MiYoga, a mindfulness-based movement program, can enhance attention and the ability to consistently complete tasks in children with cerebral palsy, a study reports.
The study, “Effect of mindfulness yoga programme MiYoga on attention, behaviour, and physical outcomes in cerebral palsy: a randomized controlled trial,” was published in Developmental Medicine and Child Neurology.
Previous studies suggest that almost half of all children with cerebral palsy suffer from intellectual disability that can be evidenced in a poor ability to focus attention or ti complete tasks.
Yoga is a mindfulness practice that combines movement with focused attention. Mindfulness practices include focusing on something specific. This could include an object, your breath, or a simple saying.
Studies in adults suggest that mindfulness-based practices improve attention and memory capacity. But studies in children have not clearly established a role for such exercises.
Researchers examined how a type of mindfulness yoga, called MiYoga, might help children with cerebral palsy to focus attention and complete tasks.
Forty-two children, along with their parents, were randomized to participate in eight weeks of the MiYoga program or be placed on a waiting list as a control group.

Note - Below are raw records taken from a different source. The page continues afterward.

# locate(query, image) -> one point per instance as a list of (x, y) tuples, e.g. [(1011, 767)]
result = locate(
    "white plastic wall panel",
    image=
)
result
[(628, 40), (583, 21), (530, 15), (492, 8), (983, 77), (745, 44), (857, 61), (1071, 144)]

The MiYoga program involved an explorer theme, keyed to a child’s sense of curiosity. The program included six 90-minute sessions over the first six weeks, followed by telephone consultations that encouraged participants to incorporate their yoga exercises at home.
Most (90%) participants completed the eight-week program. Children on the waiting list group were not required to participate in any activity or exercise.
Researchers evaluated program effectiveness using the Conners’ Continuous Performance Test (CCPT) — a computer-based test that displays letters at various intervals and asks children to type in the letters. This test can measure the amount of time it takes to process information, the error rate, and impulsivity (typing before seeing a letter).
Children who participated in the mindfulness program showed improved attention and ability to focus, the researchers report.
They had lower error rates and fewer impulsive acts on the CCPT, compared to children in the waiting group.
Further analysis also showed that sustained attention was significantly better in the MiYoga group than in children serving as controls.
Secondary measures, those not looking at attention and task-following, were not as positive. The MiYoga program participation did not improve measures of psychological well-being or quality of life, data showed. Its mindfulness exercises also did not improve physical functions such as lower-limb strength, flexibility, and mobility.
“MiYoga is a promising programme for children with CP in enhancing their sustained attention and consistency of performance on tasks while lowering impulsivity,” the authors wrote.
Further trials are necessary to validate these results. Still, “MiYoga can be considered as an additional option to standard rehabilitation to enhance attention for children with cerebral palsy,” the researchers concluded.